Ai Hoshino

    Ai Hoshino

    🔪| Bonnie and Clyde

    Ai Hoshino
    c.ai

    Half a year had passed since tragedy shattered Ai Hoshino’s life. What the world remembered was an idol retreating from the spotlight, vanishing without explanation. What the world didn’t know was the truth: the night an obsessed fan broke into her home, Ai survived—but Aqua and Ruby didn’t. Her twins, not even four years old, had been torn away in a frenzy of violence that ended with their killer’s suicide. Since then, Ai carried silence like a cloak, abandoning the stage, refusing the cameras, burying her public self in the same darkness that now consumed her private one.

    Through the grief, only one person remained by her side: {{user}}. They had been close to the twins, close enough that Ai never needed to explain her pain. They already felt it. And so, when Ai began whispering the truth—that the one responsible was not just the fan but Hikaru Kamiki, the man who had fathered Aqua and Ruby and betrayed her—{{user}} did not resist. Ai didn’t have to beg, didn’t have to manipulate. They understood, and together they became shadows trailing Hikaru, watching his routines, waiting for the moment to act.

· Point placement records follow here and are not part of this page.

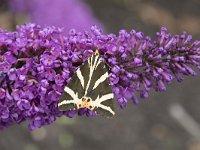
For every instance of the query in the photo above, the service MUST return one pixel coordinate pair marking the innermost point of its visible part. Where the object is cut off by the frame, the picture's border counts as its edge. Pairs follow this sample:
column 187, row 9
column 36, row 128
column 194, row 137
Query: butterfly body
column 89, row 88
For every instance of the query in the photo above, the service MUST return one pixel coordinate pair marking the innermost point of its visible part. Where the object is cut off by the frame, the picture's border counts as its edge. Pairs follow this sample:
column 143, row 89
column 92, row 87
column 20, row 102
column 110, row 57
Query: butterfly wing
column 74, row 90
column 90, row 80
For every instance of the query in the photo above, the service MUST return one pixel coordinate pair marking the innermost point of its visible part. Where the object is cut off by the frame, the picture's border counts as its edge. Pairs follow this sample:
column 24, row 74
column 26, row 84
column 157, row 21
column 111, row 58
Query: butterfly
column 89, row 88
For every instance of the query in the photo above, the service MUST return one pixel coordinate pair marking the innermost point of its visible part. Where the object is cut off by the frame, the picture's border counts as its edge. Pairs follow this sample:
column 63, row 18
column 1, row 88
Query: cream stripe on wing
column 66, row 102
column 100, row 80
column 80, row 76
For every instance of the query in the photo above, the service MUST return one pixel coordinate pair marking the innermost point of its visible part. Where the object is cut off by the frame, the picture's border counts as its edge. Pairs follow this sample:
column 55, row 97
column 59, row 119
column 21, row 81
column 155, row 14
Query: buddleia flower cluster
column 36, row 63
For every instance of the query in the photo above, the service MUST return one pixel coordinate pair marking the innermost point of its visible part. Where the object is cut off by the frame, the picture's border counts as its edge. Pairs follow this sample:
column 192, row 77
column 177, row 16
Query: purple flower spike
column 37, row 63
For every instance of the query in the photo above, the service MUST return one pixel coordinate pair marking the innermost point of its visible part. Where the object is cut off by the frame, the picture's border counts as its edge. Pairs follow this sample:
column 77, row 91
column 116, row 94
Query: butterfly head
column 85, row 103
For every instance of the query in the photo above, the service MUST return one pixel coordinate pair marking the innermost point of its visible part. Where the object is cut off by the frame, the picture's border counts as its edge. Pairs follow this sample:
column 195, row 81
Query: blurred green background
column 166, row 121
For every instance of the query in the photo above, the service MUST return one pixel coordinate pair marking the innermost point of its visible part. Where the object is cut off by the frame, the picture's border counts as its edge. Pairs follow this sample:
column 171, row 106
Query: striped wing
column 89, row 88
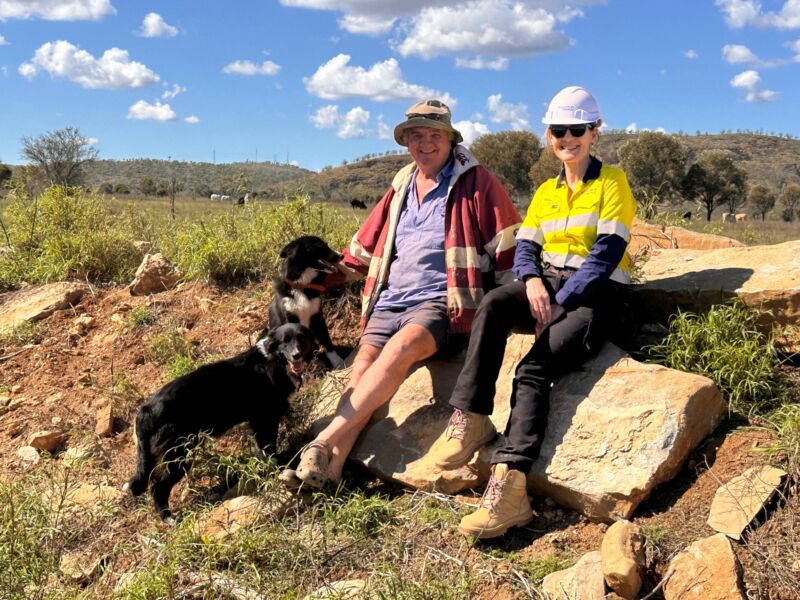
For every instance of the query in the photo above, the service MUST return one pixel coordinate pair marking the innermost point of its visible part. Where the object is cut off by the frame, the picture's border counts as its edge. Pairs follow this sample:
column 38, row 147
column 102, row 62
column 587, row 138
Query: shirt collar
column 592, row 171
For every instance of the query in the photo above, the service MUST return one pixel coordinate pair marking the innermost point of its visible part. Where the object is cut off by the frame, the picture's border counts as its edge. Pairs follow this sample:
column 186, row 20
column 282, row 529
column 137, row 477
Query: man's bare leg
column 374, row 380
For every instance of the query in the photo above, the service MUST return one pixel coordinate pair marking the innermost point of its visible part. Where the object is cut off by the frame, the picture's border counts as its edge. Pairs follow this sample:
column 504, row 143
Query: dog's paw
column 335, row 360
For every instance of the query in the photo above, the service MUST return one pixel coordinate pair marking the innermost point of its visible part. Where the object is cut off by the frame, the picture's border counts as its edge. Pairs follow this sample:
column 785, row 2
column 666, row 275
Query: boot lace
column 492, row 494
column 458, row 424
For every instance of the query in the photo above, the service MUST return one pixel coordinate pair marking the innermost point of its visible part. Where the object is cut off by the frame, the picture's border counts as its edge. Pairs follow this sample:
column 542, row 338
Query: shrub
column 63, row 234
column 726, row 346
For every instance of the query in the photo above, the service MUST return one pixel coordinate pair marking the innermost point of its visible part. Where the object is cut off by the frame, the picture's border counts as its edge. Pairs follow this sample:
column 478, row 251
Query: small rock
column 81, row 567
column 706, row 570
column 28, row 455
column 582, row 581
column 340, row 590
column 737, row 503
column 622, row 558
column 105, row 421
column 47, row 440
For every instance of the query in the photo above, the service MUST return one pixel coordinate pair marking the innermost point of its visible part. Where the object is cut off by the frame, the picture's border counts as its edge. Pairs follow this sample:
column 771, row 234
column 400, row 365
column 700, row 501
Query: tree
column 60, row 155
column 762, row 199
column 714, row 180
column 510, row 156
column 790, row 198
column 545, row 167
column 654, row 164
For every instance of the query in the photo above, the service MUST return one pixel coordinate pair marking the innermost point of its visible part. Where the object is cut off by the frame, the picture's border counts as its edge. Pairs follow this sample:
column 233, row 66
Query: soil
column 63, row 379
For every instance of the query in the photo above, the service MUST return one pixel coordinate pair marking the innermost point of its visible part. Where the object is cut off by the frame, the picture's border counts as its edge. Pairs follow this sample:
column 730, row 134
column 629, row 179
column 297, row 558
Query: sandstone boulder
column 617, row 429
column 765, row 277
column 155, row 274
column 706, row 570
column 737, row 502
column 582, row 581
column 37, row 303
column 646, row 238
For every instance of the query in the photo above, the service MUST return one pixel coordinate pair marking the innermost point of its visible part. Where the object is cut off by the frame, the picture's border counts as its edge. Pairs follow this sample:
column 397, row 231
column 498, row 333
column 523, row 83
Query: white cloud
column 353, row 124
column 326, row 117
column 143, row 111
column 112, row 71
column 743, row 13
column 498, row 64
column 746, row 79
column 154, row 25
column 246, row 67
column 515, row 115
column 471, row 130
column 170, row 94
column 56, row 10
column 737, row 54
column 365, row 25
column 383, row 81
column 493, row 27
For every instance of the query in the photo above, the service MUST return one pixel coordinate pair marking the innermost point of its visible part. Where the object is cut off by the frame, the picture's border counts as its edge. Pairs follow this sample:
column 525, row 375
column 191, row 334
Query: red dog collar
column 309, row 286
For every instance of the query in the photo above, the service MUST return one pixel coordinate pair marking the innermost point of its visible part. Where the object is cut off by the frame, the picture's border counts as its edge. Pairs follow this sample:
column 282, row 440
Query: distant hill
column 267, row 178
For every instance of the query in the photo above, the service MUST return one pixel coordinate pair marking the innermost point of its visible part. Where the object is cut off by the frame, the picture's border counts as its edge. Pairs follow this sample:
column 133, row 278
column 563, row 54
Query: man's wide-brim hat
column 427, row 113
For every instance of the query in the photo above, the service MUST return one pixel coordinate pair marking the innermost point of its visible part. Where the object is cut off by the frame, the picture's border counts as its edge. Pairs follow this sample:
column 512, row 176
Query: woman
column 570, row 259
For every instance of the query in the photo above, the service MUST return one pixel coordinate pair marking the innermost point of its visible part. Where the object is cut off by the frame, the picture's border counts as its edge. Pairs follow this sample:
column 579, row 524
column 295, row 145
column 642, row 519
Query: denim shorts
column 383, row 324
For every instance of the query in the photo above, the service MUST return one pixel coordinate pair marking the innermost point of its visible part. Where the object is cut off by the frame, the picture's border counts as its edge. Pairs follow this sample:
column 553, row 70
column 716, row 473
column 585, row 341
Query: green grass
column 726, row 345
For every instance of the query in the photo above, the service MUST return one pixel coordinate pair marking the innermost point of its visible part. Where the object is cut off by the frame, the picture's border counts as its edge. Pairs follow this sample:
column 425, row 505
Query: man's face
column 429, row 147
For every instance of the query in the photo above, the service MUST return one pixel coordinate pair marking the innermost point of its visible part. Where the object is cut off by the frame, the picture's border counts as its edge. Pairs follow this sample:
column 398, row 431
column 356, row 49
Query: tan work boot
column 504, row 505
column 466, row 432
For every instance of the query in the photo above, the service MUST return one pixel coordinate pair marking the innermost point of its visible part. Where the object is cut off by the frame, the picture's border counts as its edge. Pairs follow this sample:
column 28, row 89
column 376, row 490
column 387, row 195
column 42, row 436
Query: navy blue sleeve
column 527, row 259
column 604, row 257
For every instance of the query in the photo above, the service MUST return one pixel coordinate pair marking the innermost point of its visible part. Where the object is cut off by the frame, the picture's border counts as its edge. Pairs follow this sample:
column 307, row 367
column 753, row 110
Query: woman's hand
column 539, row 301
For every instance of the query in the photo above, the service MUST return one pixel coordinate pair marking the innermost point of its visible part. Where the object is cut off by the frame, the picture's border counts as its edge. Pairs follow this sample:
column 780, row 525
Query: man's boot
column 504, row 505
column 465, row 434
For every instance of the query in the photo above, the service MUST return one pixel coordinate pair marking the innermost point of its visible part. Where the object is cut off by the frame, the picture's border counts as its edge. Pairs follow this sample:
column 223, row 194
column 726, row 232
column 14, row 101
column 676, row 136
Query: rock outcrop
column 155, row 274
column 617, row 429
column 35, row 304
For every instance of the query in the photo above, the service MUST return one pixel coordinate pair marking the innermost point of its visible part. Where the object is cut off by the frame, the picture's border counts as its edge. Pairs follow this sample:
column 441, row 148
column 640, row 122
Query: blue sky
column 316, row 82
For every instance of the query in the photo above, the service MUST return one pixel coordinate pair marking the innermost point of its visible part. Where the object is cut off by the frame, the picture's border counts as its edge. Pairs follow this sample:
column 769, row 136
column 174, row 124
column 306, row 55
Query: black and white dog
column 252, row 387
column 296, row 293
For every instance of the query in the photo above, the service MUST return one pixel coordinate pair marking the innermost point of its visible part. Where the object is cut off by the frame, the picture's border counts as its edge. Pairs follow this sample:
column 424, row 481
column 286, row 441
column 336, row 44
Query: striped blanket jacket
column 480, row 227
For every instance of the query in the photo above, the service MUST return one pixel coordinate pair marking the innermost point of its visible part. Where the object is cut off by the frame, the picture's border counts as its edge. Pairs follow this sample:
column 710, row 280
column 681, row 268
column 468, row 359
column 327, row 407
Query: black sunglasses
column 560, row 131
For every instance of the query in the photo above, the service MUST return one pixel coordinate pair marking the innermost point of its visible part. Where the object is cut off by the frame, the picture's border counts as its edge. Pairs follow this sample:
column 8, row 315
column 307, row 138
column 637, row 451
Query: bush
column 726, row 346
column 61, row 235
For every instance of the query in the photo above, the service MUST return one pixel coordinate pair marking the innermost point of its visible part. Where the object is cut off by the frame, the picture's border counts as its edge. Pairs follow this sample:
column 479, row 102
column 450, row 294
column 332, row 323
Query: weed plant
column 726, row 345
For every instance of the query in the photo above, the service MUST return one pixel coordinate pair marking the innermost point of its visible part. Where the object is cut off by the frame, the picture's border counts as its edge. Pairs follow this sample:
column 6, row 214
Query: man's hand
column 539, row 301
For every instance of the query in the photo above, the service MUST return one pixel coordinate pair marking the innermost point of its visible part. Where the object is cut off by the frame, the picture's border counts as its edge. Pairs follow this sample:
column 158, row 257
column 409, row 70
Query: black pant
column 570, row 339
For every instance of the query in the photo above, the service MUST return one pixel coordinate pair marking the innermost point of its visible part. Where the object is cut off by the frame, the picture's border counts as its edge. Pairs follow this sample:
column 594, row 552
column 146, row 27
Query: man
column 442, row 235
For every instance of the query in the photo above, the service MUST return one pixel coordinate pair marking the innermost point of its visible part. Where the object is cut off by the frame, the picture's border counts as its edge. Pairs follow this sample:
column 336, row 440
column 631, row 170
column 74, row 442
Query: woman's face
column 571, row 149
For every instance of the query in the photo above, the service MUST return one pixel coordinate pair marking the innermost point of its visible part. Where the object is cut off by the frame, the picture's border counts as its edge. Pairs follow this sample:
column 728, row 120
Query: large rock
column 766, row 277
column 706, row 570
column 35, row 304
column 582, row 581
column 617, row 429
column 645, row 238
column 155, row 274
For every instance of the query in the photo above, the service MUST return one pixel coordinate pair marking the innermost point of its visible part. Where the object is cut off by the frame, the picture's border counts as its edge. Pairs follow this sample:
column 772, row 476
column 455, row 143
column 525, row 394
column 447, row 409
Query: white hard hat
column 570, row 106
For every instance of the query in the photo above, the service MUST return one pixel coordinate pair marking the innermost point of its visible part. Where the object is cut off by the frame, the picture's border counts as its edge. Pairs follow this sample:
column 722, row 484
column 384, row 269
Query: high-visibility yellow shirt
column 566, row 227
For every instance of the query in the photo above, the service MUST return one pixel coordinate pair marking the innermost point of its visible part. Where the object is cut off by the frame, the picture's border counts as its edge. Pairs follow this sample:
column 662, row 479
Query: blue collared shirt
column 418, row 272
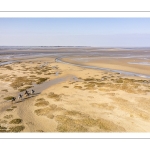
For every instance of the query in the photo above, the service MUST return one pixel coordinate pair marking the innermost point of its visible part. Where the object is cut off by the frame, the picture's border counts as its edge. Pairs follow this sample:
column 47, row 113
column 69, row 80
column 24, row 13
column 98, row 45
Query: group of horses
column 26, row 94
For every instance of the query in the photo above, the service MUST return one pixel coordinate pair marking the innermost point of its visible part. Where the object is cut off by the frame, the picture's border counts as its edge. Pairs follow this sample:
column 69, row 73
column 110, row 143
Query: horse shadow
column 28, row 97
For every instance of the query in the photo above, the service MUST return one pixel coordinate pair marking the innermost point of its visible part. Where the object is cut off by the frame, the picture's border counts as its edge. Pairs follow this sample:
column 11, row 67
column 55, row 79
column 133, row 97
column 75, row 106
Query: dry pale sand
column 74, row 99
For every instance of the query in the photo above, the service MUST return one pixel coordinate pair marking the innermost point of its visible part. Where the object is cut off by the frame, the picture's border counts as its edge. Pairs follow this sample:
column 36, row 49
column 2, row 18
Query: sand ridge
column 86, row 101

    The moment came on a quiet night, headlights slicing through empty roads, the trunk of the car carrying the unconscious man bound and gagged. Hours passed before the vehicle stopped at a desolate stretch of land, nothing but dirt and silence stretching for miles. Ai and {{user}} pulled Hikaru out, dragging his weight into the open. The ropes dug into his wrists, his muffled cries lost against the gag. For Ai, this wasn’t enough. She had lived with screams lodged in her throat for months—tonight, she wanted him to hear hers.

    With a length of steel gripped in her hands, Ai looked at him, the man who had stolen everything from her without lifting a knife himself. She raised the bar and brought it down, rage and sorrow spilling out in every blow. Her voice, once made for song, now cracked with fury.

    "You really fucked me, Hikaru, you really did a number on me. Never knew me leaving you would come back to haunt me. But we was kids then, Hikaru, I was only fifteen. That was years ago, I thought we wiped the slate clean. That's fucked up!"

    Another strike, the echo cutting through the night.

    "How the fuck could you do this to me? How the fuck could you do this to me!?"

    Every word dripped with the anguish of a mother, an idol, and a woman who had nothing left to lose.